19 K 4937/18Verwaltungsgericht22.04.2020

Regest

Ist ein Gewerbe aufgrund seiner besonderen Gefährlichkeit einem Erlaubnisvorbehalt unterworfen, ist das Widerrufsermessen des § 49 Abs. 2 Satz 1 Nr. 3 VwVfG NRW reduziert, wenn nachträglich der Erlaubnisversagungsgrund der Unzuverlässigkeit eintritt.

Gesamter Gesetzestext

Verwaltungsgericht Gelsenkirchen — 19 K 4937/18 — Gerichtsbescheid

Entscheidungsdatum: 2020-04-22

Aktenzeichen: 19 K 4937/18

ECLI: ECLI:DE:VGGE:2020:0422.19K4937.18.00

Dokumenttyp: Gerichtsbescheid

Spruchkörper: 19. Kammer

Normen: VwVfG NRW § 49 Abs. 2 Nr. 3; GewO § 33 c Abs. 2 Nr. 1

Leitsätze

Ist ein Gewerbe aufgrund seiner besonderen Gefährlichkeit einem Erlaubnisvorbehalt unterworfen, ist das Widerrufsermessen des § 49 Abs. 2 Satz 1 Nr. 3 VwVfG NRW reduziert, wenn nachträglich der Erlaubnisversagungsgrund der Unzuverlässigkeit eintritt.

Tenor

Die Klage wird abgewiesen.

Die Klägerin trägt die Kosten des Verfahrens.

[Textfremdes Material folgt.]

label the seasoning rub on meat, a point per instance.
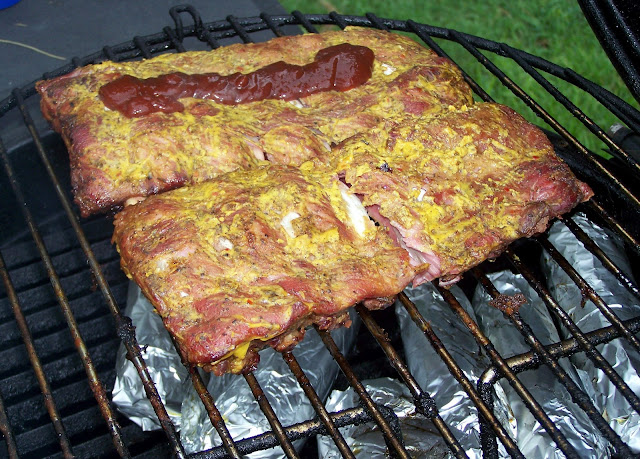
(115, 157)
(455, 190)
(252, 257)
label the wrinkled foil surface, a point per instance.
(231, 393)
(453, 403)
(546, 389)
(626, 362)
(421, 438)
(244, 418)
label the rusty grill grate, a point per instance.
(60, 316)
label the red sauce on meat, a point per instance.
(339, 67)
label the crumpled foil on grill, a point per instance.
(421, 438)
(546, 389)
(454, 405)
(241, 411)
(231, 393)
(609, 401)
(164, 365)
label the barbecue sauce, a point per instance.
(339, 67)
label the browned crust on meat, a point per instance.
(114, 158)
(460, 187)
(251, 258)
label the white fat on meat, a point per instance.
(286, 223)
(223, 244)
(164, 262)
(134, 200)
(356, 211)
(388, 69)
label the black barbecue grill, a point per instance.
(60, 309)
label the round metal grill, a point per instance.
(54, 266)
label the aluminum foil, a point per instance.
(554, 399)
(421, 438)
(231, 393)
(165, 367)
(241, 411)
(625, 361)
(454, 405)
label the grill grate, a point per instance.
(63, 289)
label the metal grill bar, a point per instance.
(603, 257)
(123, 325)
(575, 111)
(506, 81)
(613, 224)
(588, 292)
(577, 395)
(423, 402)
(214, 414)
(65, 445)
(530, 402)
(419, 31)
(594, 355)
(348, 417)
(94, 381)
(147, 47)
(7, 431)
(486, 412)
(274, 422)
(566, 348)
(317, 404)
(392, 440)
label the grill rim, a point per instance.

Der Gerichtsbescheid ist wegen der Kosten vorläufig vollstreckbar. Die Klägerin darf die Vollstreckung durch Sicherheitsleistung oder Hinterlegung in Höhe des aufgrund des Gerichtsbescheids vollstreckbaren Betrags abwenden, falls nicht die Beklagte vor der Vollstreckung Sicherheit in Höhe des jeweils zu vollstreckenden Betrags leistet.